Voluntary or self-induced intoxication is no defense to the commission of a crime.
Self-induced intoxication means intoxication caused by a substance which the actor knowingly introduces into his body, the tendency of which to cause intoxication he knows or ought to know.

This instruction was apparently requested in response to the issue of voluntary intoxication repeatedly raised by the appellant’s attorney, not only by cross-examination of the officers who participated in the search of the appellant’s motel room, but by examination of appellant when he testified.

Through appellant’s testimony it was shown that he had spent the day at Lead Hill Lake and had taken a supply of beer and whiskey. Appellant said that he had “passed out” when the officers came to his room, and that he did not remember very much until he awakened the next morning. When asked about his knowledge of the white blotter paper in his billfold, Baughman said that he was drunk and didn’t know how it got there and that, because of his drunken condition, he wouldn’t have remembered seeing the “roach clip,” *874hemostat and scissors picked up by the officers, if he had actually seen them. Each of the officers testified, on cross-examination, that Baughman was drunk, “passed out,” or comatose when they entered his room. One of them admitted that, from appearances, there had been a real drinking party in the room.

After such deliberate accentuation of the appellant’s intoxication, it is now argued that it was error to give the instruction because intent was not an element of the possession charges and that to so instruct the jury foreclosed the jury’s consideration of the possibility that the appellant was in fact so intoxicated that he was not aware that someone placed the blotter paper in his wallet and the film canister in his room. (Appellant admitted possession of the prescription bottle containing marijuana, but denied possession of the other two items.) This instruction appears to have been a proper statement of the law relating to voluntary intoxication. See Varnedare v. State, 264 Ark. 596, 573 S.W. 2d 57 (1978). Appellant does not contend that it was not. We cannot agree that it had the effect appellant contends it had. Rather, the effect of an instruction such as the state’s requested instruction number three was to inform the jury that the appellant was not relieved of criminal responsibility for the possession of controlled substances simply because he was intoxicated at the time the contraband was found in his possession, and it was appropriate in view of the proper trial tactics of appellant’s attorney. The jury was free to find, in light of the other instructions given by the trial judge, that the appellant was not in possession of the controlled substances and was, because of his intoxication, unaware of the presence of the substances. If the jury should have been instructed further on the subject, it was incumbent upon appellant to request an appropriate instruction. Murphy v. State, 248 Ark. 794, 454 S.W. 2d 302.

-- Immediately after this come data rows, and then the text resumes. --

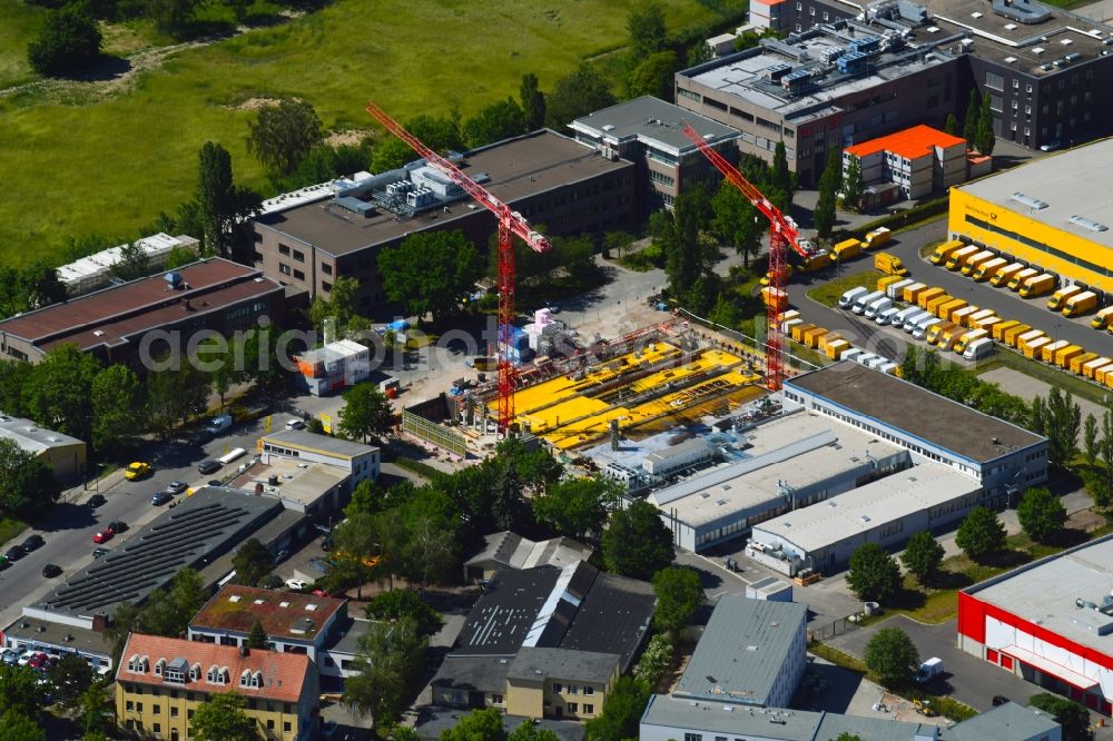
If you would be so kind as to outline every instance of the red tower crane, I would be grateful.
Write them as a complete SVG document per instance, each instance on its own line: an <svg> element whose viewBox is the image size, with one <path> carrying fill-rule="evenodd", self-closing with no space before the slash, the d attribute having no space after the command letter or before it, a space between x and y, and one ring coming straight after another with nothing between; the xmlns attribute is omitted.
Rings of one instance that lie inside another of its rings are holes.
<svg viewBox="0 0 1113 741"><path fill-rule="evenodd" d="M690 124L684 124L684 136L699 147L716 169L722 172L732 186L738 188L746 199L754 205L761 214L769 219L769 294L770 296L781 296L785 292L785 268L786 254L785 246L790 246L805 260L812 257L800 244L799 228L790 216L786 216L779 208L769 202L760 190L752 182L742 177L730 161L716 151L703 137L699 135ZM766 386L769 391L779 391L784 378L784 365L780 356L780 302L766 302Z"/></svg>
<svg viewBox="0 0 1113 741"><path fill-rule="evenodd" d="M368 102L367 112L385 126L387 131L425 158L430 167L444 174L499 219L499 432L505 433L514 419L515 370L510 360L510 347L514 339L514 243L511 235L516 234L539 253L551 249L552 245L541 233L530 228L529 221L521 214L511 210L510 206L464 175L459 167L422 144L421 139L402 128L382 108Z"/></svg>

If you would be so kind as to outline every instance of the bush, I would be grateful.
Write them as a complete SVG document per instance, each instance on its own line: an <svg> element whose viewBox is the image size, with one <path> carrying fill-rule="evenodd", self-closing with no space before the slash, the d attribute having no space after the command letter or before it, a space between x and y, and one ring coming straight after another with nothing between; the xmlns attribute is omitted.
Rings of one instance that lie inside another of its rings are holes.
<svg viewBox="0 0 1113 741"><path fill-rule="evenodd" d="M27 48L27 59L40 75L78 71L100 56L100 30L78 6L47 13L47 20Z"/></svg>

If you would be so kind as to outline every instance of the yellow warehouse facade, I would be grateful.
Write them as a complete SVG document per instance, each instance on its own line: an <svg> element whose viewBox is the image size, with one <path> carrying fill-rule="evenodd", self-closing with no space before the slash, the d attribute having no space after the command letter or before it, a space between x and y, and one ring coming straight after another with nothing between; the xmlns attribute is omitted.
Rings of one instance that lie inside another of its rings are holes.
<svg viewBox="0 0 1113 741"><path fill-rule="evenodd" d="M952 238L1113 299L1113 139L951 189Z"/></svg>

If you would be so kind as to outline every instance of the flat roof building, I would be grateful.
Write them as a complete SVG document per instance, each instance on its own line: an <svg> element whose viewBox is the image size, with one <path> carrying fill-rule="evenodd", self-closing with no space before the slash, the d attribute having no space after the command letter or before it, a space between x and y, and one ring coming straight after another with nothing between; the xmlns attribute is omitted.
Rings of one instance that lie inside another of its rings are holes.
<svg viewBox="0 0 1113 741"><path fill-rule="evenodd" d="M1113 711L1113 535L958 593L958 646L1017 676Z"/></svg>
<svg viewBox="0 0 1113 741"><path fill-rule="evenodd" d="M629 228L634 166L542 129L472 150L454 162L549 236ZM411 192L412 191L412 192ZM412 201L412 202L411 202ZM338 277L359 281L359 308L385 302L376 258L423 230L461 229L482 246L495 217L424 160L297 198L255 219L256 266L292 292L328 297Z"/></svg>
<svg viewBox="0 0 1113 741"><path fill-rule="evenodd" d="M785 397L974 477L997 504L1047 478L1046 437L856 363L789 378Z"/></svg>
<svg viewBox="0 0 1113 741"><path fill-rule="evenodd" d="M569 128L577 141L595 147L603 157L621 157L638 165L641 211L648 214L661 206L671 207L686 182L718 182L721 178L684 136L684 124L728 160L738 161L738 129L652 96L588 113L569 124Z"/></svg>
<svg viewBox="0 0 1113 741"><path fill-rule="evenodd" d="M4 319L0 353L38 363L69 343L104 363L126 364L142 374L144 354L151 359L169 352L185 354L190 337L199 332L229 335L257 326L262 317L275 323L284 306L282 286L259 270L209 257ZM144 347L156 332L150 346Z"/></svg>
<svg viewBox="0 0 1113 741"><path fill-rule="evenodd" d="M31 419L8 416L0 409L0 439L14 442L21 451L46 463L59 481L85 477L87 448L77 437L45 429Z"/></svg>
<svg viewBox="0 0 1113 741"><path fill-rule="evenodd" d="M954 188L947 230L1113 298L1113 139Z"/></svg>
<svg viewBox="0 0 1113 741"><path fill-rule="evenodd" d="M672 695L684 700L787 707L807 663L806 605L725 594L715 605Z"/></svg>
<svg viewBox="0 0 1113 741"><path fill-rule="evenodd" d="M895 547L984 504L971 476L924 462L754 526L747 554L781 573L833 573L864 543Z"/></svg>

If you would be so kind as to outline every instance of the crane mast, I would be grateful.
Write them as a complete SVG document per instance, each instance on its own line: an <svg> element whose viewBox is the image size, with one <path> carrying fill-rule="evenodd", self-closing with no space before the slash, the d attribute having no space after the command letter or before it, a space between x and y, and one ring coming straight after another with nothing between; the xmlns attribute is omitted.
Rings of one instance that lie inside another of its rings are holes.
<svg viewBox="0 0 1113 741"><path fill-rule="evenodd" d="M688 137L707 157L717 170L746 197L750 204L769 220L769 293L782 296L785 293L786 250L791 248L805 259L808 251L800 245L800 231L790 216L781 213L765 195L747 180L726 157L715 150L699 132L684 124ZM766 300L766 387L779 391L785 369L781 359L779 300Z"/></svg>
<svg viewBox="0 0 1113 741"><path fill-rule="evenodd" d="M514 419L514 364L510 358L510 348L514 339L514 241L512 235L518 235L526 245L539 253L548 251L552 244L541 233L530 227L529 221L510 206L495 198L491 192L464 175L463 170L444 157L426 147L421 139L406 131L401 124L391 118L382 108L373 102L367 103L367 112L386 130L402 139L415 152L421 155L430 167L435 168L445 177L486 208L499 219L499 433L506 434Z"/></svg>

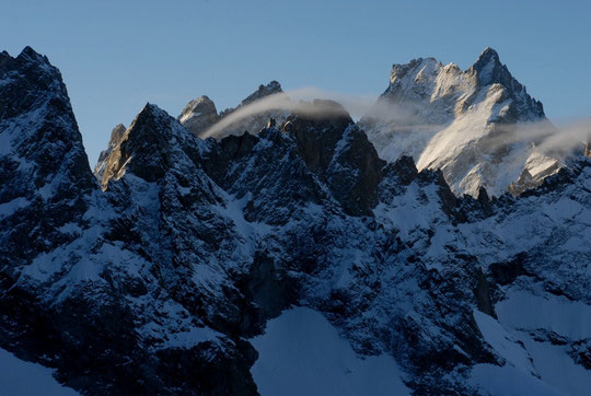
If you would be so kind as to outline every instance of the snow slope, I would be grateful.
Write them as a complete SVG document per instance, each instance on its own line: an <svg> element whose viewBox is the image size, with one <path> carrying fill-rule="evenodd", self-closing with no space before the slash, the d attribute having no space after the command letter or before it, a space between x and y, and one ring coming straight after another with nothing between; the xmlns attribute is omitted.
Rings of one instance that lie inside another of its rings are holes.
<svg viewBox="0 0 591 396"><path fill-rule="evenodd" d="M389 356L359 357L318 312L294 307L252 339L259 357L251 372L260 395L409 395Z"/></svg>
<svg viewBox="0 0 591 396"><path fill-rule="evenodd" d="M0 349L0 395L5 396L74 396L80 395L62 386L53 376L53 370L25 362Z"/></svg>

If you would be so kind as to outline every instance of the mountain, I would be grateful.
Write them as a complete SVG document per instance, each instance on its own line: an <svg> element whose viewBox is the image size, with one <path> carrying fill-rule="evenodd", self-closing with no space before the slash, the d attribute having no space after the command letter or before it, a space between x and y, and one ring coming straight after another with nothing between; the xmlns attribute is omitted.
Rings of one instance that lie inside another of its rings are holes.
<svg viewBox="0 0 591 396"><path fill-rule="evenodd" d="M59 71L2 53L0 348L88 395L587 393L591 159L457 197L338 103L273 124L147 104L97 180Z"/></svg>
<svg viewBox="0 0 591 396"><path fill-rule="evenodd" d="M255 102L270 101L263 109L247 112L250 106ZM271 102L277 103L274 107ZM220 114L216 109L215 103L207 96L200 96L187 103L183 112L178 116L178 120L183 126L194 132L197 137L208 138L210 135L221 139L230 135L241 135L244 131L251 133L259 131L264 128L269 118L274 118L282 123L289 115L283 108L289 97L281 90L281 85L277 81L271 81L267 85L259 85L258 89L244 98L240 105L233 108L227 108ZM220 128L210 130L219 121ZM208 133L206 136L205 133Z"/></svg>
<svg viewBox="0 0 591 396"><path fill-rule="evenodd" d="M499 196L512 183L519 194L564 166L536 147L554 131L542 104L491 48L465 71L433 58L394 65L360 127L381 158L412 155L419 170L439 168L455 194L476 197L485 187ZM528 129L538 130L537 139Z"/></svg>

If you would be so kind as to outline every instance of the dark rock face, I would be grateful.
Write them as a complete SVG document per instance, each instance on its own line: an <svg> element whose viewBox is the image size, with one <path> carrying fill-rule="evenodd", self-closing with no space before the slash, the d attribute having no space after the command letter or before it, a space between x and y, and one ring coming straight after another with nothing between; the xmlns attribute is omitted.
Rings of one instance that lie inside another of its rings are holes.
<svg viewBox="0 0 591 396"><path fill-rule="evenodd" d="M586 158L519 197L455 197L440 171L380 160L334 102L205 141L148 104L114 130L100 185L30 48L0 55L0 347L82 393L255 395L248 339L292 305L393 356L417 394L479 394L473 368L512 364L480 315L525 357L522 339L548 342L589 368L588 338L498 308L591 302L591 252L569 247L589 233Z"/></svg>
<svg viewBox="0 0 591 396"><path fill-rule="evenodd" d="M372 213L385 162L345 108L316 100L309 112L288 117L282 130L294 138L308 168L325 180L345 212Z"/></svg>
<svg viewBox="0 0 591 396"><path fill-rule="evenodd" d="M216 104L207 96L200 96L187 103L178 116L179 121L195 136L200 136L220 120Z"/></svg>
<svg viewBox="0 0 591 396"><path fill-rule="evenodd" d="M542 103L532 98L525 91L525 86L511 75L507 66L500 62L496 50L489 47L485 48L472 68L477 72L482 85L496 83L506 88L509 97L514 101L515 115L533 113L532 120L545 118ZM508 119L508 121L517 121L517 116L514 118Z"/></svg>
<svg viewBox="0 0 591 396"><path fill-rule="evenodd" d="M123 135L127 128L123 124L118 124L115 128L113 128L113 131L111 132L111 139L108 140L108 147L106 150L101 151L99 154L99 161L96 162L96 166L94 167L94 176L99 180L103 178L103 172L105 171L106 166L106 160L115 150L115 148L119 144L119 141L121 140Z"/></svg>

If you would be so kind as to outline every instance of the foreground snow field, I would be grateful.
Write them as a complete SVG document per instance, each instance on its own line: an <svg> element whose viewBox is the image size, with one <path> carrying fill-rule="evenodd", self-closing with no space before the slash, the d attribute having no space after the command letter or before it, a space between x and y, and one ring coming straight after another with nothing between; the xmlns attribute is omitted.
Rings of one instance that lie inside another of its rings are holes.
<svg viewBox="0 0 591 396"><path fill-rule="evenodd" d="M78 392L62 386L53 370L25 362L0 349L0 395L2 396L78 396Z"/></svg>
<svg viewBox="0 0 591 396"><path fill-rule="evenodd" d="M258 360L251 372L263 396L409 395L389 356L359 357L318 312L296 307L252 339Z"/></svg>

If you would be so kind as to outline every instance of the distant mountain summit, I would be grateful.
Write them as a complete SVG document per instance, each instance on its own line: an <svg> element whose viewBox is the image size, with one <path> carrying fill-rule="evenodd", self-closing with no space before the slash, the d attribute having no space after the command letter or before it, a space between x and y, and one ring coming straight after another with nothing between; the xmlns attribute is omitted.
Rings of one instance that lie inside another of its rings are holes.
<svg viewBox="0 0 591 396"><path fill-rule="evenodd" d="M455 194L473 196L480 187L503 194L524 173L537 185L560 168L519 136L522 124L553 130L491 48L465 71L433 58L394 65L389 88L359 123L384 160L412 155L419 170L440 168Z"/></svg>

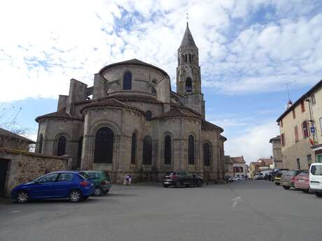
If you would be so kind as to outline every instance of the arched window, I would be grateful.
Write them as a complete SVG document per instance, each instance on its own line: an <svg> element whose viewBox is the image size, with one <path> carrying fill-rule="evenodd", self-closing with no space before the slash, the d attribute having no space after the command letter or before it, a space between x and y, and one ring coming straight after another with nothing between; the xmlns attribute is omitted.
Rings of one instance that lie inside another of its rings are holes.
<svg viewBox="0 0 322 241"><path fill-rule="evenodd" d="M204 165L206 166L210 166L210 145L208 143L204 144Z"/></svg>
<svg viewBox="0 0 322 241"><path fill-rule="evenodd" d="M172 159L172 147L171 147L171 136L167 135L164 137L164 164L171 164Z"/></svg>
<svg viewBox="0 0 322 241"><path fill-rule="evenodd" d="M131 164L135 164L136 159L136 133L132 134Z"/></svg>
<svg viewBox="0 0 322 241"><path fill-rule="evenodd" d="M62 156L66 154L66 144L67 143L67 140L64 136L60 136L58 138L58 143L57 146L57 156Z"/></svg>
<svg viewBox="0 0 322 241"><path fill-rule="evenodd" d="M152 119L152 112L150 110L146 110L146 121L150 122Z"/></svg>
<svg viewBox="0 0 322 241"><path fill-rule="evenodd" d="M108 127L101 127L96 133L94 162L111 163L114 133Z"/></svg>
<svg viewBox="0 0 322 241"><path fill-rule="evenodd" d="M192 91L192 80L190 77L186 79L186 91L187 92L191 92Z"/></svg>
<svg viewBox="0 0 322 241"><path fill-rule="evenodd" d="M143 160L144 165L151 165L152 163L152 138L146 136L143 140Z"/></svg>
<svg viewBox="0 0 322 241"><path fill-rule="evenodd" d="M192 135L188 138L188 164L195 165L195 138Z"/></svg>
<svg viewBox="0 0 322 241"><path fill-rule="evenodd" d="M130 71L124 73L123 89L132 89L132 73Z"/></svg>
<svg viewBox="0 0 322 241"><path fill-rule="evenodd" d="M39 136L39 147L38 148L38 153L43 152L43 134L40 134L40 136Z"/></svg>
<svg viewBox="0 0 322 241"><path fill-rule="evenodd" d="M83 136L78 140L78 152L77 154L77 167L80 167L80 162L82 159L82 149L83 149Z"/></svg>

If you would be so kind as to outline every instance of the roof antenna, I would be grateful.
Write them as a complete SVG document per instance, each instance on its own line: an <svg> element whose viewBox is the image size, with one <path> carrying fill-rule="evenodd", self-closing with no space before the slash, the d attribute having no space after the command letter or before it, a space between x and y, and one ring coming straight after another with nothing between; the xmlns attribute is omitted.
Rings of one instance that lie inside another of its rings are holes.
<svg viewBox="0 0 322 241"><path fill-rule="evenodd" d="M290 85L290 83L286 83L286 86L287 86L287 95L288 96L288 101L290 101L290 89L288 87L288 85Z"/></svg>
<svg viewBox="0 0 322 241"><path fill-rule="evenodd" d="M290 101L290 88L288 87L290 83L290 82L286 83L287 94L288 94L288 101L287 102L286 109L288 109L293 104L292 101Z"/></svg>
<svg viewBox="0 0 322 241"><path fill-rule="evenodd" d="M189 13L186 13L186 14L187 15L186 19L187 19L187 27L188 27L188 20L189 20Z"/></svg>

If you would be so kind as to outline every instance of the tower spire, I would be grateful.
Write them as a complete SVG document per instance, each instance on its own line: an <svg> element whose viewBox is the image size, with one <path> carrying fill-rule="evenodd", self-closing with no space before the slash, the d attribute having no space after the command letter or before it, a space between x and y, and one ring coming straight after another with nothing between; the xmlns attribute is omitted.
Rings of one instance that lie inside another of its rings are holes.
<svg viewBox="0 0 322 241"><path fill-rule="evenodd" d="M188 20L189 20L189 13L186 13L187 15L187 27L189 27L189 23L188 23Z"/></svg>

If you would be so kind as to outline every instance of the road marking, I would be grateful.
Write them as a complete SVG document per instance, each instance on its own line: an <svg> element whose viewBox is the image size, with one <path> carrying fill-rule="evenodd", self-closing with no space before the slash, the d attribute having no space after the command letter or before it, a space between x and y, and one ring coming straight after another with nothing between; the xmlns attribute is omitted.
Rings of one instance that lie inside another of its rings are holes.
<svg viewBox="0 0 322 241"><path fill-rule="evenodd" d="M13 211L11 211L11 212L20 212L20 210L13 210Z"/></svg>
<svg viewBox="0 0 322 241"><path fill-rule="evenodd" d="M241 197L238 196L234 199L230 199L230 200L233 200L234 203L232 203L232 207L235 208L236 205L237 205L238 202L243 201L244 200L241 199Z"/></svg>

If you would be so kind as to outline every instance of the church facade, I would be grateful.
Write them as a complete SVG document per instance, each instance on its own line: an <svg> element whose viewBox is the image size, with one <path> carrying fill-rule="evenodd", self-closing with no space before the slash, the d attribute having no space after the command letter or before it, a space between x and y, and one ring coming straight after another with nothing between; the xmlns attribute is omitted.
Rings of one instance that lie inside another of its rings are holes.
<svg viewBox="0 0 322 241"><path fill-rule="evenodd" d="M57 111L38 117L36 152L72 158L73 168L158 180L186 170L224 175L223 129L205 119L198 48L188 25L178 49L176 92L169 75L138 59L108 65L94 85L72 79Z"/></svg>

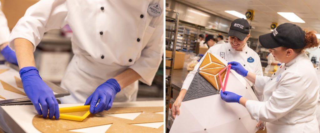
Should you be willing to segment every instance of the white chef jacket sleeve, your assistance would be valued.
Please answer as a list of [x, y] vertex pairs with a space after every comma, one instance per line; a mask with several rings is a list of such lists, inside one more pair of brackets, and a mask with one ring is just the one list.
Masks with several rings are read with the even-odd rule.
[[13, 40], [23, 38], [33, 45], [34, 52], [44, 33], [66, 24], [66, 0], [41, 0], [29, 7], [18, 21], [9, 38], [9, 46], [14, 50]]
[[10, 31], [8, 27], [8, 22], [4, 14], [1, 9], [1, 2], [0, 2], [0, 45], [9, 41]]
[[273, 55], [271, 53], [269, 53], [269, 55], [268, 55], [268, 58], [267, 58], [268, 59], [268, 64], [271, 64], [271, 63], [273, 62], [273, 60], [272, 59], [273, 57], [272, 57]]
[[257, 64], [258, 66], [256, 67], [255, 74], [258, 75], [263, 76], [263, 72], [262, 71], [262, 66], [261, 65], [261, 61], [260, 60], [260, 57], [259, 56], [257, 56], [257, 58], [259, 59], [259, 60]]
[[151, 85], [162, 60], [163, 14], [157, 17], [155, 22], [154, 31], [146, 47], [142, 49], [140, 58], [129, 67], [141, 76], [139, 80], [148, 85]]
[[[262, 66], [261, 65], [261, 61], [260, 60], [260, 58], [257, 56], [257, 58], [259, 59], [259, 60], [257, 64], [257, 66], [256, 67], [256, 70], [254, 73], [254, 74], [256, 74], [256, 80], [257, 80], [257, 76], [260, 76], [263, 77], [263, 73], [262, 71]], [[269, 78], [267, 78], [268, 77], [266, 77], [265, 78], [265, 79], [268, 79], [266, 81], [268, 81], [268, 80]], [[265, 80], [263, 80], [263, 81], [265, 81]], [[265, 82], [266, 82], [266, 81]], [[251, 83], [251, 82], [250, 82]], [[252, 84], [253, 84], [252, 83]], [[260, 98], [262, 98], [262, 95], [263, 94], [263, 88], [264, 87], [264, 85], [263, 85], [263, 86], [258, 85], [257, 86], [255, 85], [255, 83], [254, 85], [253, 85], [253, 89], [254, 89], [254, 93], [256, 94], [256, 95], [257, 97], [259, 97], [258, 99]]]
[[193, 78], [195, 77], [196, 73], [197, 71], [198, 71], [198, 69], [199, 68], [199, 66], [200, 66], [200, 64], [201, 64], [201, 63], [202, 62], [202, 61], [203, 61], [206, 54], [206, 54], [204, 54], [205, 56], [202, 57], [202, 58], [200, 60], [200, 61], [199, 62], [198, 62], [198, 63], [197, 63], [197, 64], [195, 66], [195, 68], [193, 69], [193, 70], [190, 71], [189, 73], [189, 74], [188, 74], [188, 75], [187, 75], [187, 77], [186, 77], [186, 79], [184, 80], [184, 81], [183, 81], [183, 83], [182, 84], [182, 87], [181, 88], [181, 89], [185, 89], [188, 90], [188, 89], [189, 89], [189, 87], [190, 86], [190, 84], [191, 84], [191, 82], [192, 81], [192, 80], [193, 79]]
[[280, 82], [278, 88], [267, 101], [247, 101], [246, 108], [252, 119], [257, 121], [272, 122], [301, 105], [303, 102], [301, 100], [306, 94], [305, 91], [311, 81], [306, 81], [301, 76], [293, 73], [290, 75], [292, 76], [284, 77], [279, 81]]
[[270, 77], [267, 76], [263, 76], [256, 75], [256, 80], [254, 83], [254, 86], [256, 88], [263, 89], [266, 83]]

Additionally, it appears from the record that the appellant’s attorney did not object to the state’s requested instruction number three until after all of the instructions had been given and the jury had been charged, and even then, only made a general objection, not specifying the reasons for his objection. An objection to an instruction must specify the grounds for the objection and afford the trial judge an oppor*875tunity to properly instruct the jury, and a general objection will not suffice, even if the instruction is inherently erroneous. Rule 13, Uniform Rules for Circuit and Chancery Courts, Ark. Stat. Ann. Vol. 3A (Supp. 1977), 251 Ark. 1117; Cassidy v. State, 254 Ark. 814, 496 S.W. 2d 376; Rogers v. State, 258 Ark. 314, 524 S.W. 2d 227, cert. den. 423 U.S. 995, 96 S. Ct. 423, 46 L. Ed. 2d 369 (1975).

The judgment is affirmed.

We agree. Harris, C.J., and Holt and Purtle, JJ.